Tindakan memberi maaf atau memaafkan juga bukan hal gampang. Memberi maaf jauh lebih berat dibanding meminta maaf. Memberi maaf berarti mengihlaskan segala perbuatan orang yang telah menyakiti hati kita. Itu berarti mengikhlaskan kesalahan orang lain yang pernah merugikan secara materiil, mengikhlaskan perbuatan yang pernah mempermalukannya, mengikhlaskan kesewenang-wenangan yang ditimpakan padanya, dan mengikhlaskan segala hal yang pernah mengecewakan hati. Situasi ini bukan sesuatu yang mudah. Peribahasa Eropa menyebutnya sebagai “To err is human, to forgive divine” yang maknanya, “berbuat kesalahan adalah sesuatu yang manusiawi, memaafkan kesalahan adalah sesuatu yang bersifat Illahi”.

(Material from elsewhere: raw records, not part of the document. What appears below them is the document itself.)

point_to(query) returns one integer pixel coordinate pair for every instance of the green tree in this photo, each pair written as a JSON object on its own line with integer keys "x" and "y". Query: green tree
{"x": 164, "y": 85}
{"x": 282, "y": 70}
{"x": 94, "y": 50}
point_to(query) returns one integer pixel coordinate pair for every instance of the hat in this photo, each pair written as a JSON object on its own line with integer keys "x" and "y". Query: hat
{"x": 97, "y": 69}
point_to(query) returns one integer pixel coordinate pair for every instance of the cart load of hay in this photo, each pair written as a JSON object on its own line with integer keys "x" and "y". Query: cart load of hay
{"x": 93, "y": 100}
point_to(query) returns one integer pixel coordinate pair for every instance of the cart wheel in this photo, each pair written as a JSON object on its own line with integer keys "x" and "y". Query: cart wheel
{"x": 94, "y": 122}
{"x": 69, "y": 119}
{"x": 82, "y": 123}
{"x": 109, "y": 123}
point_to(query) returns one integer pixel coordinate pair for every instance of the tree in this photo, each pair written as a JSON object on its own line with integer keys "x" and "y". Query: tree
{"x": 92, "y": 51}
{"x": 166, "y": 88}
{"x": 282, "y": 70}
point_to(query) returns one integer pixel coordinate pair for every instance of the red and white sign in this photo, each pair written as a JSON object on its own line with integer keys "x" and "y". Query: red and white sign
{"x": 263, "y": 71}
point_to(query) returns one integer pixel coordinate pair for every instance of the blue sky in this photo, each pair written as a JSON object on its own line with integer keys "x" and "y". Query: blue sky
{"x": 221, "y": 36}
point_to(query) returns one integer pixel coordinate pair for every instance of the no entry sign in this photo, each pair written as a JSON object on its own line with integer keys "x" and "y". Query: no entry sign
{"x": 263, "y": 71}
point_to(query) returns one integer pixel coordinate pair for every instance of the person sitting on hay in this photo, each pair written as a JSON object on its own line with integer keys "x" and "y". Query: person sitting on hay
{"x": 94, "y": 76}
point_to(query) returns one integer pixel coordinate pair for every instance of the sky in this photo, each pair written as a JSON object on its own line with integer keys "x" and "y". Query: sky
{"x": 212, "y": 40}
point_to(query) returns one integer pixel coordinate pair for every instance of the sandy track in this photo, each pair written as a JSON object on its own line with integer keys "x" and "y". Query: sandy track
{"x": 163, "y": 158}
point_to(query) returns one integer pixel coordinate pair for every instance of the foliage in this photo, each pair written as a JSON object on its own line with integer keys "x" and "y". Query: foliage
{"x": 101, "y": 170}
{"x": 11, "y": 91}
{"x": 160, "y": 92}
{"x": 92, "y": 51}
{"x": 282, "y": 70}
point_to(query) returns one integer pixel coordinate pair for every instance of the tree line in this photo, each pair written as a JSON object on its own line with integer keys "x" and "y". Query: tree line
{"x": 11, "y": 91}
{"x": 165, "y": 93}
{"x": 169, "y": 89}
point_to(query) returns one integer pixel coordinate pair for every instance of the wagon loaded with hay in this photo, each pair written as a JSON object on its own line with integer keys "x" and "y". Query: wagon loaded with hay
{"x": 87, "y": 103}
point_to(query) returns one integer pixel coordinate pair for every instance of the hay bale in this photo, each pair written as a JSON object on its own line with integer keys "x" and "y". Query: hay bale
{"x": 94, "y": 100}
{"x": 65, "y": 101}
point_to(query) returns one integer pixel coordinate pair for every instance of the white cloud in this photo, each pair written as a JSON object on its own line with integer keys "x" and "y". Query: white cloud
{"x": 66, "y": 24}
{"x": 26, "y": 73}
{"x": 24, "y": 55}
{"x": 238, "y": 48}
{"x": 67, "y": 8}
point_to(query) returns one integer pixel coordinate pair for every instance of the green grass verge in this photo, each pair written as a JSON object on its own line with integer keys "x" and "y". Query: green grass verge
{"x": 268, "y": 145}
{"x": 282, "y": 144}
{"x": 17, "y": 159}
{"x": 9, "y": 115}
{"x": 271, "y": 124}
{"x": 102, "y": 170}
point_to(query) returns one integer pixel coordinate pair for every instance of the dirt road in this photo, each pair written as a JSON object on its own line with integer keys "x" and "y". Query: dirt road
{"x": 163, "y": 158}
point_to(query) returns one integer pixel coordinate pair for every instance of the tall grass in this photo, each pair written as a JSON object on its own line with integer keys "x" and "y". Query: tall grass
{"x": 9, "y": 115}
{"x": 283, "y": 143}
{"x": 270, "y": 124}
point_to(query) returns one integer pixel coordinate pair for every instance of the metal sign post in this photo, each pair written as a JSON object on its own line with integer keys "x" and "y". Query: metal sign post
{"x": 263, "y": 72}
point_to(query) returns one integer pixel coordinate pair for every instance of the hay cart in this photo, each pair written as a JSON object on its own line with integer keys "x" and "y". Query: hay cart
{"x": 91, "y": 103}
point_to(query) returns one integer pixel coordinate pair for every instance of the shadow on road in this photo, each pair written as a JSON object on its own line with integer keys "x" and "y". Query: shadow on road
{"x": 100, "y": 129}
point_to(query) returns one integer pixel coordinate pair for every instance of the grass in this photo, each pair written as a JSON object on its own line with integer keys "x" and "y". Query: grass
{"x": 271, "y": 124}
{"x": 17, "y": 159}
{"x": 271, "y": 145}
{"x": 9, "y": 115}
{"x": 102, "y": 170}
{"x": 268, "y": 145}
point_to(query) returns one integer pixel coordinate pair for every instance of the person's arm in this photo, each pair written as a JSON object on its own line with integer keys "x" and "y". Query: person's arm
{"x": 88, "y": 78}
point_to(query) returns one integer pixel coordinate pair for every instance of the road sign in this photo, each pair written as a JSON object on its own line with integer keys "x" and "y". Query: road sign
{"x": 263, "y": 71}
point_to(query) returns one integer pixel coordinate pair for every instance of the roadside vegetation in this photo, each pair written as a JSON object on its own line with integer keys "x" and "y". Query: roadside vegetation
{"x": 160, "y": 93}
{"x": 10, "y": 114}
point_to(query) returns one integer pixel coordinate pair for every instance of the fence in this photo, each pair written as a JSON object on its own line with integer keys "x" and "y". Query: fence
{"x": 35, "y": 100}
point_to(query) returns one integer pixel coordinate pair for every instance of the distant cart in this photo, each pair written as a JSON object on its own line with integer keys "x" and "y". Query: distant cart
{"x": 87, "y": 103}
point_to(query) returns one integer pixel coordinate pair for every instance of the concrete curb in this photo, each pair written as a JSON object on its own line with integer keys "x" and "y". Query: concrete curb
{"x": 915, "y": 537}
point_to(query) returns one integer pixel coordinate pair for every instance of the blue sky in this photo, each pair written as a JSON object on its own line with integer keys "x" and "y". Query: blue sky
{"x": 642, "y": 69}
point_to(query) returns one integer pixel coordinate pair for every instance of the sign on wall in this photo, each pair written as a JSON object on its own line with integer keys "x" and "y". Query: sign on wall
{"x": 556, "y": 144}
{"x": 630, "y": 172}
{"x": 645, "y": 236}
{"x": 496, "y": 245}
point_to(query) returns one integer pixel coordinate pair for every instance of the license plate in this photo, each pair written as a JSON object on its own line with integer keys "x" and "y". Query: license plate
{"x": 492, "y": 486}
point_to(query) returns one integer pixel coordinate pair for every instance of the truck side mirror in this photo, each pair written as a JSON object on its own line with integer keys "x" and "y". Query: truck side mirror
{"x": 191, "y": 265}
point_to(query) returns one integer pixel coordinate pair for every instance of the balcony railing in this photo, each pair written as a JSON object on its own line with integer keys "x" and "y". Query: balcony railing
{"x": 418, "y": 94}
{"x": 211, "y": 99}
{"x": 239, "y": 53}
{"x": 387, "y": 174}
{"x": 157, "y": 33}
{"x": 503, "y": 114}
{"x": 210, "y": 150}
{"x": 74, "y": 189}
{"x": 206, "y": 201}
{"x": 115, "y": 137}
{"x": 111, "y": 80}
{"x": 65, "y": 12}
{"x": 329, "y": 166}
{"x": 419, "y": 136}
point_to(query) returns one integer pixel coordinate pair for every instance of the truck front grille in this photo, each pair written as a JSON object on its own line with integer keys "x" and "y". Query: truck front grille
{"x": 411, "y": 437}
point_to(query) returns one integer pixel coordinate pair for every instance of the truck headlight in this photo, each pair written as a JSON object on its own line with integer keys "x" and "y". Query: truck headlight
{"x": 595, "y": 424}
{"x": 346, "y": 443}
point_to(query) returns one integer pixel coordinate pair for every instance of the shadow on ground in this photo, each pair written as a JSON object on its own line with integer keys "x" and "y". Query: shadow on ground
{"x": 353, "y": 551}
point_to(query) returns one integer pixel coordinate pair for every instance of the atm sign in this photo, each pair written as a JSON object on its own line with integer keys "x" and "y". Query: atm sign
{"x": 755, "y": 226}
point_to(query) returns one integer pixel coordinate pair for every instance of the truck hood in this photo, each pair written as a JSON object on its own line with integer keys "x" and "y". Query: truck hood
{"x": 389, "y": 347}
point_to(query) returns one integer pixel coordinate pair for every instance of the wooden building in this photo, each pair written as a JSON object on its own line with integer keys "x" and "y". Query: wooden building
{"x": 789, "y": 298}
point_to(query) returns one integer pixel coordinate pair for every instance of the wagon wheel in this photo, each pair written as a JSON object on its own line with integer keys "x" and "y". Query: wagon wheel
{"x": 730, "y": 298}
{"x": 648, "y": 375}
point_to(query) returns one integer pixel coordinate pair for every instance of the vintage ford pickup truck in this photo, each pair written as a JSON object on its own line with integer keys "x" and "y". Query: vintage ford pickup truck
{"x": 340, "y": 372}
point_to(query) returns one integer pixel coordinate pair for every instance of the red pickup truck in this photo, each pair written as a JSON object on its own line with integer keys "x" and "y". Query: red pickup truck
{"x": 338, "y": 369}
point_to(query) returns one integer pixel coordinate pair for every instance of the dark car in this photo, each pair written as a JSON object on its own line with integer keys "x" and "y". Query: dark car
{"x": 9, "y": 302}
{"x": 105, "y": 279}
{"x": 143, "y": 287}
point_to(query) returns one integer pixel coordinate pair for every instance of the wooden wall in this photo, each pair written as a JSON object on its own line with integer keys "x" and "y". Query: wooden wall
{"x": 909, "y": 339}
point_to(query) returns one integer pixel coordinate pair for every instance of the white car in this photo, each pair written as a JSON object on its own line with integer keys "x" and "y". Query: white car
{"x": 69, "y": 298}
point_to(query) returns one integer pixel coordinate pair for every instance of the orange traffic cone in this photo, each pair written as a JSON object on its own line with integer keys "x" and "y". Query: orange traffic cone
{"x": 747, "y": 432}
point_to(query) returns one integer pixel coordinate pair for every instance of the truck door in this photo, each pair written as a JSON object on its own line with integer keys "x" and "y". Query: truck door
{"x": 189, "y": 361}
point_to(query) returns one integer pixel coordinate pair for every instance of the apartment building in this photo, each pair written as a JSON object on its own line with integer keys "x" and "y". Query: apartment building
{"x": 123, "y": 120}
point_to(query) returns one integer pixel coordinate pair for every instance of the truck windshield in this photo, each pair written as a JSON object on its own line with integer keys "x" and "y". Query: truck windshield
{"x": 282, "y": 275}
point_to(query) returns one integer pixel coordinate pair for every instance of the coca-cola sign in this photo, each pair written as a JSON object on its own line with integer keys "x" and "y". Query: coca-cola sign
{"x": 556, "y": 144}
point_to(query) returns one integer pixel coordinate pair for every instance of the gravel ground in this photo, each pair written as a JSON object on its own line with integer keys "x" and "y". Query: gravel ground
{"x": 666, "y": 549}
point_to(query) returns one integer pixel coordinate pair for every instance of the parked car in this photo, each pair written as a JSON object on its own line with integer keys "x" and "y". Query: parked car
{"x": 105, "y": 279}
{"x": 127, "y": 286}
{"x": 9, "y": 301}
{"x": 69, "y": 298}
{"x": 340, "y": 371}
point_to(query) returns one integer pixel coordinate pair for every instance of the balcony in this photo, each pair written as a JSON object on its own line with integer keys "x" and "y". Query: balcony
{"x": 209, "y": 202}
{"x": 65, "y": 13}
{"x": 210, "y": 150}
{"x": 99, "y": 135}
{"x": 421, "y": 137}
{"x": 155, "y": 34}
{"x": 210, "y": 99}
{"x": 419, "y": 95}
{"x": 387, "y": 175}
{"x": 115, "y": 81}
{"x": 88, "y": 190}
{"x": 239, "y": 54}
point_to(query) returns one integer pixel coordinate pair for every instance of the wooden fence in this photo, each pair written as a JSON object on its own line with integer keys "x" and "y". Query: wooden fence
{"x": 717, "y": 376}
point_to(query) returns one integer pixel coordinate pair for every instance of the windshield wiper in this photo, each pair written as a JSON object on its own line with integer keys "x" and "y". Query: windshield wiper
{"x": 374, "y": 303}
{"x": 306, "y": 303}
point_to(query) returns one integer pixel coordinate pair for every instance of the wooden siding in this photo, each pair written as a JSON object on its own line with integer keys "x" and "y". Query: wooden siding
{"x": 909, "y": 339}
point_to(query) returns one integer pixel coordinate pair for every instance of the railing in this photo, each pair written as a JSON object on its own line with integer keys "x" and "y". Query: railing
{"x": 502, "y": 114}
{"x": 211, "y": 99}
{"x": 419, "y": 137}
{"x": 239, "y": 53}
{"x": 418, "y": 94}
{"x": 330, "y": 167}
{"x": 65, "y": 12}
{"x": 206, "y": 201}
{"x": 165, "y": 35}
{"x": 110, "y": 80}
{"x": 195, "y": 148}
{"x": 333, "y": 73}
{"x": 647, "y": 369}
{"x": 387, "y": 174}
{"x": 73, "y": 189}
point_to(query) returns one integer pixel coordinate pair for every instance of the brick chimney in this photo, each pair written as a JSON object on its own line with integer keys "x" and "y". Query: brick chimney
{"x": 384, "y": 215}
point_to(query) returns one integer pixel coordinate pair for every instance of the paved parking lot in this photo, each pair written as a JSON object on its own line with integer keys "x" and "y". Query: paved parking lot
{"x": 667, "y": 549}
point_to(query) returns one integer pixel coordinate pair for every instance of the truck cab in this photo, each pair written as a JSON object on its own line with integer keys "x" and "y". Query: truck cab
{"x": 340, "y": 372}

Tindakan memberi maaf menuntut seorang individu untuk mengubah dirinya sendiri untuk menuju tingkat perilaku yang lebih luhur. Tindakan memberi maaf mengangkat seseorang tak hanya pada taraf insani saja, tapi mendekati pada sikap-sikap hidup yang lebih bersih yang berhasil menyisihkan perasaan dendam dalam hatinya, yang berhasil menyucikan jiwanya dari segala bentuk ketidakikhlasan.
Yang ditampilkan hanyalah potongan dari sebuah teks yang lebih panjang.